NVIDIA's 1.4 Billion Transistor GPU: GT200 Arrives as the GeForce GTX 280 & 260
by Anand Lal Shimpi & Derek Wilson on June 16, 2008 9:00 AM EST- Posted in
- GPUs
Overclocked and 4GB of GDDR3 per Card: Tesla 10P
Now let's say that you want to get some real work done with NVIDIA's GT200 GPU but that 1.4 billion transistor chip just isn't enough. NVIDIA does have an answer for you, in the form of an overclocked GT200 with the 240 SPs running at 1.5GHz (up from 1.3GHz in the GTX 280) and with a full 4GB of GDDR3 memory on-board.
Today NVIDIA is also announcing their next generation Tesla product based on GT200 (called a T10P when used on Tesla for some reason). The workstation graphics guys will have to wait a while for a GT200 Quadro unfortunately. This new Tesla is similar to the older model in that it has much more RAM and no IO ports.
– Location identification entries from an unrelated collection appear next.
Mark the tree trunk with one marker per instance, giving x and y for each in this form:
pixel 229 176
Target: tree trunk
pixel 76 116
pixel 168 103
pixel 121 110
The server version is also clocked higher than the desktop part because fan noise isn't an issue and data centers have lower ambient temperatures than some corner of an office under a desk.
The Tesla C1060 has an entire 4GB of RAM on board. This is obviously very large and will do well to accomodate the large scale scientific computing apps it is targeted at. This card is designed for use in workstations and is the little brother to the new monster server that is also being announced today.
The Tesla S1070 is a 1U server containing essentially 4 C1060 cards for a total of 16GBs of RAM on 960 SPs. This server, like the older version, connects to a server via a PCIe cable and is designed to run code written for CUDA at incredible speeds. With 120 double precision IEEE 754r floating point units in combination with the 960 single precision IEEE 754 units, this server is a viable option for many more projects than the previous Tesla hardware which was only capable of single precision floating point.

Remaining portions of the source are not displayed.